Re: Can't sleep less than 20 ms

Steve Underwood (steveu@netpage.com.hk)
Mon, 05 Jul 1999 14:40:14 +0000


Johan Myréen wrote:

> Harald Koenig wrote:
>
> > > I hate to cite it, but people should read the manpage before they
> > > implement something. The manpage of select is quite clear about what the

Yes, and some people think before they write. This is not a real time system.
There are _no_ upper bounds on _any_ execution times. Scheduling is totally
"best efforts" based.

> > > timeout means:
> > >
> > > "timeout is an upper bound on the amount of time elapsed
> > > before select returns."
> > >
> > > Thus select should return *before* timeout expires. Well, it doesn't

The wording is sloppy. About 2 seconds thinking should tell you the time-out is
actually the upper bound on _waiting_ for some I/O. The actual point of return
could be any time later, depending on how busy the machine is.

> > sorry, but this way of reading makes no sense! in your reading it would
> > be perfectly fine if select would return immediately, and it would be wrong
> > if returning some usec after timeout.
>
> I think the manual page wording makes perfect sense. The kernel is serving
> the application, and it is in the interest of the application to get a
> guarantee on the upper bound of the timeout. It is of course in the
> interest of the _kernel_, whose task is to sensibly allocate the host's
> resources to all processes, to make the timeout as long as possible (but
> within bounds of the requested timeout.)

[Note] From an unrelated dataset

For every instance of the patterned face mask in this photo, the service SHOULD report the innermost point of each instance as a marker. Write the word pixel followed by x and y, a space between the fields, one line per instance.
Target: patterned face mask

Garbage. Think for 2 more seconds. There is no upper bound on the workload you
can put on this machine, and the processes are fighting equally for resources
(even nice doesn't change that very much). It doesn't even have any pseudo
real-time features. To achieve what you want for arbitrary processes would
require an infinitely fast machine. It ridiculous.

> If we make 'timeout' the lower bound, then by the same logic it would be
> perfectly fine for a conforming select to never return.